Any part of the wikipedia community, should have an equal right to make a proper fork (i.e. one that provides all attribution, GFDL, prefered form, etc) and sever all ties to the Wikimedia Foundation. Such forks should have an equal right to redistribute the work to others whom redistribute it again with 'condensed attribution' which link to their choice of proper forks (as our adhoc enforcement rules allows improper forks to do towards Wikipedia).
I'd also like to know how each board member thinks the board to incorporate community input into licensing-related discussions.
The main issue here seems to be the next version of the GFDL, which neither the board nor the Wikimedia community has any control over.

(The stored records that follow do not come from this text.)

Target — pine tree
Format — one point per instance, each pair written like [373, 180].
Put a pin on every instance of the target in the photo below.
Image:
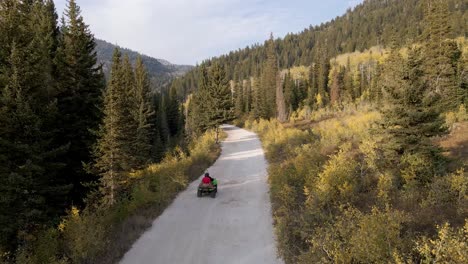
[239, 107]
[80, 85]
[336, 87]
[268, 84]
[173, 112]
[412, 117]
[111, 151]
[142, 112]
[220, 106]
[33, 192]
[280, 101]
[442, 55]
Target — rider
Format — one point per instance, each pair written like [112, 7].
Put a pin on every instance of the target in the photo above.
[209, 180]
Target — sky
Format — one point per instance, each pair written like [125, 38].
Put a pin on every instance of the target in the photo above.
[190, 31]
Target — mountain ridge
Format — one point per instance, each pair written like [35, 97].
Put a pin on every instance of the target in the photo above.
[161, 71]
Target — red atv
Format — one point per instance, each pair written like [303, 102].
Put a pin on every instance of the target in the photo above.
[208, 188]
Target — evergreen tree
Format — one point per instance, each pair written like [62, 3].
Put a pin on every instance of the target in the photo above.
[336, 86]
[442, 55]
[142, 112]
[268, 85]
[111, 151]
[33, 192]
[80, 85]
[280, 101]
[239, 107]
[173, 112]
[412, 117]
[219, 98]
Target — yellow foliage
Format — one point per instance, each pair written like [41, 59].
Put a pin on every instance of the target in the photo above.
[337, 181]
[451, 246]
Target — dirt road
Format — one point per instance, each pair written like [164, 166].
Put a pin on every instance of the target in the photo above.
[235, 227]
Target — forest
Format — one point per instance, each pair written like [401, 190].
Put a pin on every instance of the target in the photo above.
[81, 154]
[357, 116]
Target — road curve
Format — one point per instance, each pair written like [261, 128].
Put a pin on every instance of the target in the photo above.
[235, 227]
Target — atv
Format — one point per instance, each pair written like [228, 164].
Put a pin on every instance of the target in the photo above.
[210, 189]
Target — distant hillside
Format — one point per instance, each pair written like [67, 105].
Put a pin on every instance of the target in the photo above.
[372, 23]
[161, 71]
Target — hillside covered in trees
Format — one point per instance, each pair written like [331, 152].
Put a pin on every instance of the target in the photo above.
[73, 145]
[372, 23]
[351, 114]
[160, 71]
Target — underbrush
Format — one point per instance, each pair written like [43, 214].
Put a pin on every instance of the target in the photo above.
[340, 195]
[100, 234]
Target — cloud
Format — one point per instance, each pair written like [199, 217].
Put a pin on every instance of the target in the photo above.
[189, 31]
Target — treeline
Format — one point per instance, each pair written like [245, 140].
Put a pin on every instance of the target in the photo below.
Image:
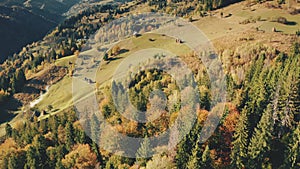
[183, 8]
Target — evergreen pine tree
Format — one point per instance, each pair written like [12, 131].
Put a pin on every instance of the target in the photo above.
[69, 135]
[206, 161]
[240, 142]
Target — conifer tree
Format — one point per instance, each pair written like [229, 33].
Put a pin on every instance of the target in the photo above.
[259, 145]
[206, 161]
[293, 153]
[69, 135]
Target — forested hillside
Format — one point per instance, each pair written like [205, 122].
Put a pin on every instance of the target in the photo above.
[25, 22]
[259, 127]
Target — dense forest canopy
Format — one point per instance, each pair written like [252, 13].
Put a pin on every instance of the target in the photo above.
[259, 127]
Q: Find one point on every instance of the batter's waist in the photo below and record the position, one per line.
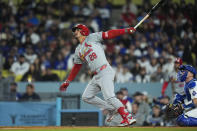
(100, 69)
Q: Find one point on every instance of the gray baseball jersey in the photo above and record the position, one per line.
(179, 86)
(91, 52)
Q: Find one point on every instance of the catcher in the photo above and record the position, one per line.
(184, 107)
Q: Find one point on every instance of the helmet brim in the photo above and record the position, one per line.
(74, 29)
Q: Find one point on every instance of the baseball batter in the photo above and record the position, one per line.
(90, 51)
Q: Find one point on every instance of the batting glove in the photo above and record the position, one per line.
(64, 85)
(130, 30)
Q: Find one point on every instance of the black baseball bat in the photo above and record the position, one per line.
(155, 7)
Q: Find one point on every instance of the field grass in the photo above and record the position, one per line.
(98, 128)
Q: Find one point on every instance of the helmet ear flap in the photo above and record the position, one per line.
(84, 29)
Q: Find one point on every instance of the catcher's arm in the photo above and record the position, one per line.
(173, 111)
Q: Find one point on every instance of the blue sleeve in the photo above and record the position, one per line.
(192, 85)
(179, 98)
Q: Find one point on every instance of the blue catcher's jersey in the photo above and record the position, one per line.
(190, 90)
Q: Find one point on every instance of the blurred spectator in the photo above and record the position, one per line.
(124, 76)
(30, 94)
(129, 12)
(158, 76)
(31, 37)
(152, 67)
(13, 94)
(30, 55)
(20, 67)
(155, 119)
(59, 63)
(1, 61)
(8, 63)
(143, 77)
(143, 61)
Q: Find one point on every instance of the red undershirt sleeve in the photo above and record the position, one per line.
(75, 70)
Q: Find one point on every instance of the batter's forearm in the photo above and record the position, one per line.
(113, 33)
(75, 70)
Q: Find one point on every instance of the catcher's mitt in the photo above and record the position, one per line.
(173, 111)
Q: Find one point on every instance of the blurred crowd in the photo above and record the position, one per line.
(36, 38)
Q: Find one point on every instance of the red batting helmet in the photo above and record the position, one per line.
(178, 60)
(84, 29)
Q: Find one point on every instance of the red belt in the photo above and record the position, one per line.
(100, 69)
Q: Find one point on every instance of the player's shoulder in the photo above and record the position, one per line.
(77, 48)
(192, 84)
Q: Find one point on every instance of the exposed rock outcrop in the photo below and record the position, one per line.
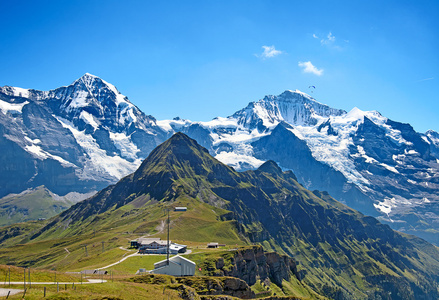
(252, 263)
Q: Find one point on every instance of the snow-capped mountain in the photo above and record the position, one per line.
(373, 164)
(87, 135)
(75, 138)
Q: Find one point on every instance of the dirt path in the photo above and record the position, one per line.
(4, 292)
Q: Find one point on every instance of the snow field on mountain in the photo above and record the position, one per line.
(115, 166)
(6, 107)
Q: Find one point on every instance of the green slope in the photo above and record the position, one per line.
(340, 252)
(34, 204)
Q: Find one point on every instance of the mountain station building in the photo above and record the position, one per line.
(178, 266)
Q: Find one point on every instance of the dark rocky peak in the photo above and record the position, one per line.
(270, 167)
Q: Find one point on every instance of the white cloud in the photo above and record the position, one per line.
(330, 39)
(269, 51)
(308, 67)
(426, 79)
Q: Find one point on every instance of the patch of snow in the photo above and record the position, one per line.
(390, 168)
(79, 100)
(334, 150)
(235, 160)
(126, 113)
(425, 139)
(115, 166)
(20, 92)
(6, 107)
(127, 148)
(410, 152)
(41, 154)
(385, 206)
(168, 125)
(362, 153)
(36, 141)
(89, 119)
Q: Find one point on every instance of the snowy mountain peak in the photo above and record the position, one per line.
(293, 107)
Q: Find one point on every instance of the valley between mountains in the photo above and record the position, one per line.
(325, 187)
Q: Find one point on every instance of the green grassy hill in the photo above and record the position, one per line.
(339, 252)
(38, 203)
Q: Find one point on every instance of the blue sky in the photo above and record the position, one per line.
(202, 59)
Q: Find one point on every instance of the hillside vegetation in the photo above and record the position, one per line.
(338, 252)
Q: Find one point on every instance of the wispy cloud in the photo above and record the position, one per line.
(269, 51)
(308, 67)
(426, 79)
(329, 40)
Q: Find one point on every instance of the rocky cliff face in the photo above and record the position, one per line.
(251, 264)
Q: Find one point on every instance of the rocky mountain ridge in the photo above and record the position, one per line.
(87, 135)
(329, 240)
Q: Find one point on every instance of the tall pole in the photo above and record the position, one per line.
(167, 250)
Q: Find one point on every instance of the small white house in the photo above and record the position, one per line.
(178, 266)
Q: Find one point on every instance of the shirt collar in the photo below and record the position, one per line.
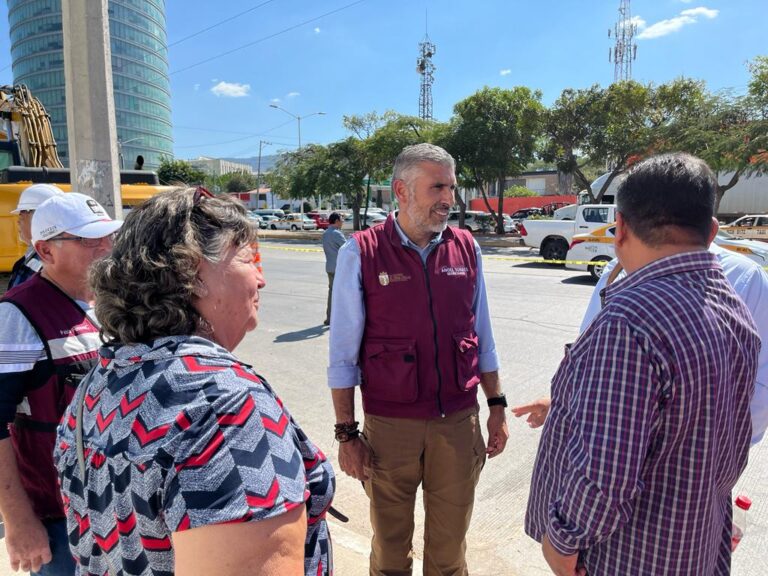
(675, 264)
(407, 241)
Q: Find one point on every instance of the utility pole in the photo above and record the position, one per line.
(258, 173)
(91, 126)
(426, 69)
(624, 51)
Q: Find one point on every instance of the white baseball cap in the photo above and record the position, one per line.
(34, 195)
(73, 213)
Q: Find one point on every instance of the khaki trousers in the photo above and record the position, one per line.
(445, 456)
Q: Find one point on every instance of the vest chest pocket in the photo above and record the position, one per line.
(467, 359)
(390, 370)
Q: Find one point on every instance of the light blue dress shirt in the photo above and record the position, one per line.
(348, 313)
(750, 282)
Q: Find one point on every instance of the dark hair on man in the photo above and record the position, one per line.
(669, 199)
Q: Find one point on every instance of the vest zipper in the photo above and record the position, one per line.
(434, 337)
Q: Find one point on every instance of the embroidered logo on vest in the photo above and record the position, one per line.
(454, 270)
(387, 279)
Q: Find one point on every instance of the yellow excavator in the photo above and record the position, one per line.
(28, 155)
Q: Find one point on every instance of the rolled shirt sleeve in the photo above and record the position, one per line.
(614, 412)
(347, 318)
(488, 358)
(20, 349)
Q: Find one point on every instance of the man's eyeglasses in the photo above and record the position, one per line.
(87, 242)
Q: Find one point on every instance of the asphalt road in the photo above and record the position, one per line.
(535, 309)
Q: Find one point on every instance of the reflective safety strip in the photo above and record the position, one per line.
(74, 345)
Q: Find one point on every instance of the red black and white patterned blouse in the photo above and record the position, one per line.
(178, 435)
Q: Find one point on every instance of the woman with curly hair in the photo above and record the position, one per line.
(175, 457)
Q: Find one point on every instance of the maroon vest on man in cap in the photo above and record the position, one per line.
(419, 354)
(71, 344)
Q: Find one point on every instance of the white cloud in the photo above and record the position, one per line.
(672, 25)
(231, 89)
(701, 11)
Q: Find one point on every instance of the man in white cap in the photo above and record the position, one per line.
(30, 199)
(48, 342)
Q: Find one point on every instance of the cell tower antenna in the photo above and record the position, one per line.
(625, 49)
(426, 70)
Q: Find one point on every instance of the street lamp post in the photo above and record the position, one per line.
(258, 174)
(298, 121)
(297, 117)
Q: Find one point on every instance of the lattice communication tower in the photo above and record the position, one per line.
(624, 52)
(426, 69)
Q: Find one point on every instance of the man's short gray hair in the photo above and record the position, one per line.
(412, 156)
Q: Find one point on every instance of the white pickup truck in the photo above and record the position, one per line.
(552, 237)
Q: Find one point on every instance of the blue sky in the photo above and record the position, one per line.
(362, 58)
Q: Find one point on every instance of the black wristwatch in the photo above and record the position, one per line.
(500, 400)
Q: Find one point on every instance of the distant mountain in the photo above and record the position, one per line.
(267, 162)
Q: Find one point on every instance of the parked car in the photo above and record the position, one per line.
(276, 212)
(509, 224)
(524, 213)
(474, 221)
(294, 222)
(752, 227)
(256, 219)
(267, 220)
(553, 237)
(320, 218)
(365, 222)
(587, 250)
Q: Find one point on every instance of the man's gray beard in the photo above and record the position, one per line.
(420, 222)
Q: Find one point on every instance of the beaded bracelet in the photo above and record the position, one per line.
(346, 431)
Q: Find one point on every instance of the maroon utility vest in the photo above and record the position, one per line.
(71, 344)
(419, 354)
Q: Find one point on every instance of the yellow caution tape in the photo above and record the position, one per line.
(512, 258)
(534, 259)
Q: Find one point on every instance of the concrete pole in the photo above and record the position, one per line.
(91, 126)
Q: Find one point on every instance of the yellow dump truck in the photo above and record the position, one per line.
(28, 155)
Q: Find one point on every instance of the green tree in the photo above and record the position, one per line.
(568, 125)
(618, 125)
(496, 135)
(381, 138)
(731, 136)
(173, 172)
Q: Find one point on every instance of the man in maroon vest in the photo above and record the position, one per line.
(48, 342)
(410, 325)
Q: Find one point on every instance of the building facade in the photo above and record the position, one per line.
(139, 72)
(219, 166)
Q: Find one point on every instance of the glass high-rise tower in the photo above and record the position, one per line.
(139, 72)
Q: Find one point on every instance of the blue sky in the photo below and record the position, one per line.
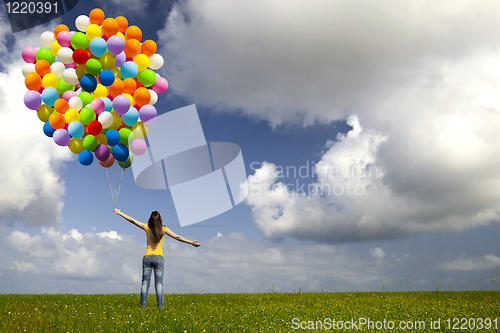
(408, 90)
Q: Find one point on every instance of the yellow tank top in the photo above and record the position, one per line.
(151, 248)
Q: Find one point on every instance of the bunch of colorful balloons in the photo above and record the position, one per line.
(95, 88)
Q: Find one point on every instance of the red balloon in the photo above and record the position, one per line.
(94, 128)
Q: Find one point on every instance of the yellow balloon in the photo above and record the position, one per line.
(117, 120)
(93, 31)
(76, 145)
(142, 61)
(71, 115)
(140, 130)
(100, 91)
(108, 61)
(44, 112)
(54, 48)
(50, 80)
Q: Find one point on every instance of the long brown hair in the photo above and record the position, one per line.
(155, 226)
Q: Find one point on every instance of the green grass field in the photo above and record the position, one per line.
(260, 312)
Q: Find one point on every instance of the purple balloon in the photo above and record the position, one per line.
(147, 113)
(121, 104)
(115, 45)
(32, 99)
(120, 59)
(61, 137)
(102, 152)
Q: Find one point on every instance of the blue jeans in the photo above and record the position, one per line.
(150, 262)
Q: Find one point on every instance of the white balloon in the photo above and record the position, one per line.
(70, 77)
(82, 22)
(57, 68)
(65, 55)
(155, 61)
(75, 102)
(47, 38)
(106, 119)
(154, 97)
(28, 68)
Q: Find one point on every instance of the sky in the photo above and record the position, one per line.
(369, 135)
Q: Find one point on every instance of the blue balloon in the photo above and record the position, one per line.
(120, 152)
(129, 70)
(97, 46)
(49, 131)
(76, 129)
(85, 157)
(131, 117)
(88, 83)
(50, 96)
(107, 77)
(113, 137)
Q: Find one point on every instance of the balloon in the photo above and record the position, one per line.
(109, 162)
(94, 128)
(113, 137)
(87, 115)
(29, 54)
(155, 61)
(131, 117)
(61, 137)
(85, 157)
(49, 96)
(32, 99)
(160, 86)
(48, 130)
(121, 104)
(47, 38)
(97, 46)
(102, 152)
(76, 129)
(148, 113)
(147, 77)
(82, 22)
(88, 82)
(33, 81)
(120, 152)
(76, 145)
(129, 70)
(138, 147)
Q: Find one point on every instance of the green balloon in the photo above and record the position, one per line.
(63, 86)
(90, 142)
(85, 97)
(44, 53)
(147, 77)
(79, 40)
(87, 115)
(126, 136)
(93, 66)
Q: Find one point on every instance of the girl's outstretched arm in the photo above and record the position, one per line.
(181, 239)
(130, 219)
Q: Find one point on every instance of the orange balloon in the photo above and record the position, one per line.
(122, 23)
(56, 120)
(133, 32)
(142, 96)
(116, 88)
(96, 16)
(148, 47)
(42, 67)
(129, 86)
(61, 105)
(132, 48)
(109, 27)
(33, 81)
(59, 28)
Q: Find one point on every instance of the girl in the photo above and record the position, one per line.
(153, 257)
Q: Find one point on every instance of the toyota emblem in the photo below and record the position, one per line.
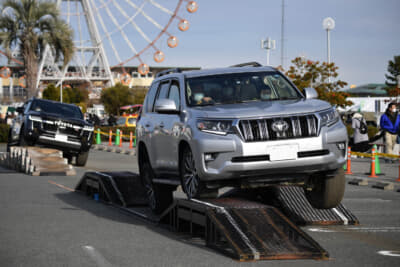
(280, 126)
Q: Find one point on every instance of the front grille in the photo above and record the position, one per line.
(250, 158)
(285, 128)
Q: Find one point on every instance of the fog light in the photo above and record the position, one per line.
(341, 146)
(209, 157)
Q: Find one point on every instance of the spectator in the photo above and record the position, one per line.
(389, 123)
(360, 137)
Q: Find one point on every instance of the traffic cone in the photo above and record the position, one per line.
(377, 164)
(130, 141)
(120, 140)
(98, 139)
(398, 179)
(373, 174)
(110, 138)
(117, 138)
(348, 161)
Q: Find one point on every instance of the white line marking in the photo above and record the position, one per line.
(96, 256)
(232, 221)
(341, 215)
(356, 229)
(390, 253)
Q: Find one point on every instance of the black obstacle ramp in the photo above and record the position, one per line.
(246, 230)
(291, 200)
(120, 188)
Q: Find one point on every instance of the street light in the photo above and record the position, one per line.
(328, 24)
(268, 44)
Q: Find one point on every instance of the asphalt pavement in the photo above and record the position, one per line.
(44, 223)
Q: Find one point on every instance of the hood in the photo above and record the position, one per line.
(262, 109)
(56, 117)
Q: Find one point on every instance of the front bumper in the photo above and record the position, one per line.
(62, 141)
(232, 158)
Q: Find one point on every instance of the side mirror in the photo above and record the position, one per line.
(20, 110)
(310, 93)
(166, 106)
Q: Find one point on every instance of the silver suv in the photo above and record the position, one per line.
(238, 126)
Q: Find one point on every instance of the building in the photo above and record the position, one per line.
(12, 82)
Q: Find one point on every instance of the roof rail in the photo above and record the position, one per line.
(252, 64)
(169, 71)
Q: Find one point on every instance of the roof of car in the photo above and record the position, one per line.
(218, 71)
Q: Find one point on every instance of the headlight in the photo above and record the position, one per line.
(329, 117)
(35, 118)
(221, 127)
(88, 128)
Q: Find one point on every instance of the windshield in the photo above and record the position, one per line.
(239, 88)
(66, 111)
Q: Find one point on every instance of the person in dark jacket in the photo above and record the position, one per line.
(112, 121)
(390, 122)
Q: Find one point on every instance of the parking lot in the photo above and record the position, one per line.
(44, 223)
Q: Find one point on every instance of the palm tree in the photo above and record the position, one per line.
(31, 25)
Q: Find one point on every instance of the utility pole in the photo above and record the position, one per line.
(268, 44)
(283, 34)
(328, 24)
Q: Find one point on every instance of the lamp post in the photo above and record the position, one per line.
(328, 24)
(268, 44)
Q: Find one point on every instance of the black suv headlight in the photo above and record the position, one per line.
(329, 117)
(221, 127)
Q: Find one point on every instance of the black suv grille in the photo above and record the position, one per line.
(278, 128)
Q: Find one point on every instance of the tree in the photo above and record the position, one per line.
(391, 79)
(31, 25)
(306, 73)
(115, 97)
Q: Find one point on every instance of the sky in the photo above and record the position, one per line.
(226, 32)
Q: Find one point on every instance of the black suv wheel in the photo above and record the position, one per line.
(327, 191)
(159, 196)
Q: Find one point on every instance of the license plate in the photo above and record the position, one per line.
(282, 152)
(61, 137)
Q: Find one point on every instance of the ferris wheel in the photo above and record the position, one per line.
(119, 33)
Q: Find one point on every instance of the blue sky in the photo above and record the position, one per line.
(225, 32)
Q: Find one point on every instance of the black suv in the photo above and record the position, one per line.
(55, 125)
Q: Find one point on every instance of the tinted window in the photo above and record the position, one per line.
(174, 93)
(163, 90)
(150, 97)
(238, 88)
(62, 110)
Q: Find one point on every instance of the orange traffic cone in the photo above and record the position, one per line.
(120, 140)
(398, 179)
(348, 161)
(130, 141)
(373, 174)
(110, 138)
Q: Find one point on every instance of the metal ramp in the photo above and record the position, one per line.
(292, 201)
(36, 161)
(243, 229)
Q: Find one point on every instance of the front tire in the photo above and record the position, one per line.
(81, 158)
(327, 190)
(190, 180)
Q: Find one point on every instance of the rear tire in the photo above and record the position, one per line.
(22, 141)
(159, 197)
(9, 139)
(327, 191)
(81, 158)
(190, 180)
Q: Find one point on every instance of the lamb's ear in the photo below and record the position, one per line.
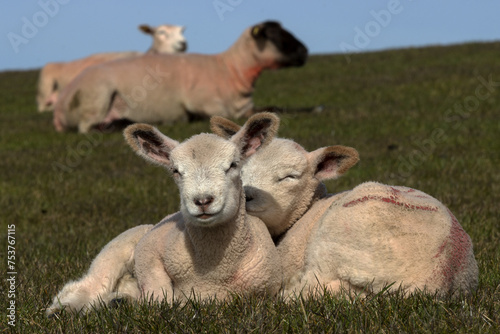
(223, 127)
(333, 161)
(146, 29)
(257, 132)
(150, 143)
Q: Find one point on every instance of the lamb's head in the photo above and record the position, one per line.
(282, 180)
(206, 167)
(166, 38)
(276, 45)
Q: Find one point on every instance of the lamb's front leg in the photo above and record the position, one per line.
(110, 276)
(154, 282)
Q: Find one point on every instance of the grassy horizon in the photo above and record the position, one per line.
(426, 118)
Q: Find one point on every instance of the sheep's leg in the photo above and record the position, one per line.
(110, 276)
(154, 282)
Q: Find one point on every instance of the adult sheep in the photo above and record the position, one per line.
(167, 88)
(211, 248)
(362, 240)
(55, 76)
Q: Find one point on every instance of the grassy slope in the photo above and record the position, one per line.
(397, 108)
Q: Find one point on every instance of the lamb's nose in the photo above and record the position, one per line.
(204, 202)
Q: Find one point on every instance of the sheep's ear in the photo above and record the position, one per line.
(333, 161)
(150, 143)
(257, 132)
(223, 127)
(146, 29)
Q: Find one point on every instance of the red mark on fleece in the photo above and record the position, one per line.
(393, 198)
(458, 250)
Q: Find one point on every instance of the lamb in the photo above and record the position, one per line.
(55, 76)
(180, 249)
(361, 240)
(168, 88)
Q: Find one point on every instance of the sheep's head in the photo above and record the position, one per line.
(205, 167)
(166, 38)
(277, 44)
(282, 180)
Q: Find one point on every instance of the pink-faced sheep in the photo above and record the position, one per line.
(167, 88)
(362, 240)
(54, 77)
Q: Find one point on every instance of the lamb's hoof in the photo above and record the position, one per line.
(55, 313)
(114, 303)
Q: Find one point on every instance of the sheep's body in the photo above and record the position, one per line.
(110, 276)
(223, 251)
(211, 248)
(363, 239)
(168, 88)
(376, 235)
(54, 77)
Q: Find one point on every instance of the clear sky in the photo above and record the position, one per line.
(35, 32)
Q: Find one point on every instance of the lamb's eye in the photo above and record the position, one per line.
(287, 177)
(232, 166)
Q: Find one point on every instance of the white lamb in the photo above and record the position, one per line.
(167, 39)
(361, 240)
(168, 88)
(211, 248)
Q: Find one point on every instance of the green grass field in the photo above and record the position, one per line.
(425, 118)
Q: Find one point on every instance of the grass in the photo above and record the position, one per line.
(416, 116)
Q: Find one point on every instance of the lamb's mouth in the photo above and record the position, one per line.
(204, 216)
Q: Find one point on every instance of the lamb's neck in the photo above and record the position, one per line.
(245, 66)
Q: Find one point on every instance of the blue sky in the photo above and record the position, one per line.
(69, 29)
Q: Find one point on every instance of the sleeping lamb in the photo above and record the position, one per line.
(361, 240)
(55, 76)
(168, 88)
(211, 248)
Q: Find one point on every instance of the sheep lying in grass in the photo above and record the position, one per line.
(210, 248)
(362, 240)
(168, 88)
(55, 76)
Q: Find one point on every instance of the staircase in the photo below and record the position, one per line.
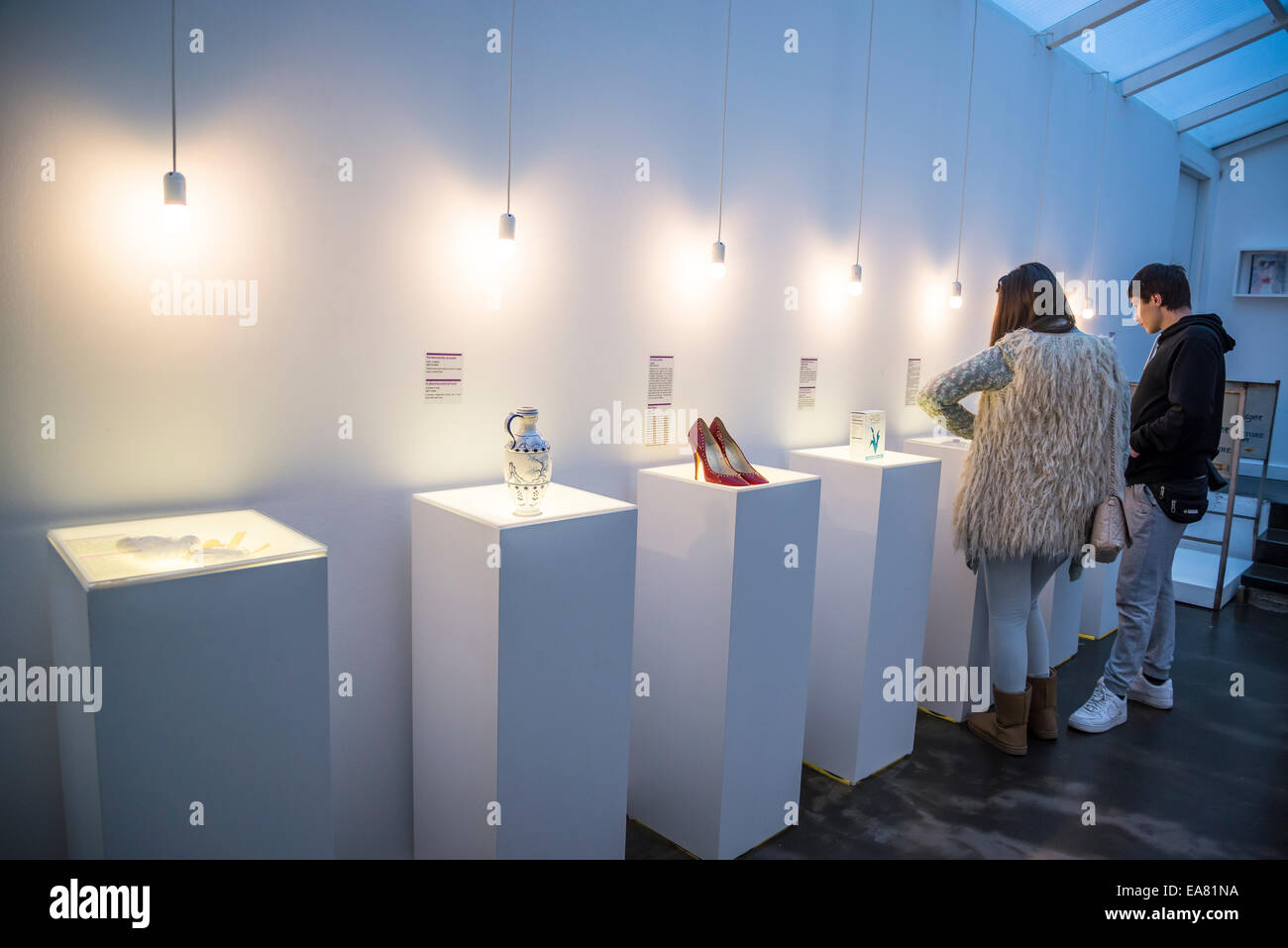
(1265, 582)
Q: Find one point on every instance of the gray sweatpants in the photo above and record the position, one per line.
(1017, 634)
(1146, 610)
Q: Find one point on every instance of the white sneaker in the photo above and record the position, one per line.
(1146, 693)
(1104, 710)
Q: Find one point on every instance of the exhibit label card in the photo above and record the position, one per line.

This is inaccurate. As one of the largest users of the GFDL it would be foolish to deny that we have some degree of influence.
In terms of discussions prior to a new license, I would hope anyone interested would contribute their opinions on the page I previously linked, or on meta to make it more international, or on any of the relevant mailing lists. The more important question might be how the discussions are managed after a new version of the GFDL is introduced.
Fair enough.
I don't know if the FSF release draft versions as the CC do. If they do, this would be an ideal opportunity for the Wikimedia communities, as well as for anyone else using the license, to have an input into this discussion.
New license versions are a rare event for the FSF. I'm sure if we asked for the ability to see and comment on a draft we'd be granted it..
If that is not the case, then there will need to be discussion after the release of GFDL 2.0 whereby the community as a whole could decide whether it was appropriate to change to that new license. Imposing a new version without any sort of community discussion and consensus is something I aim to avoid.
That is good.
Perhaps you and others with opinions on this could form some sort of special interest group (http://meta.wikimedia.org/wiki/Special_interest_group) where these issues can be discussed, agreed upon, and then presented to the FSF in a more formal way. Do you think that could be a useful way to ensure input on this rather than relaying opinions only through the Board?
Yes, that would be an excellent step which I will follow up with. Thank you for your time and your thoughts.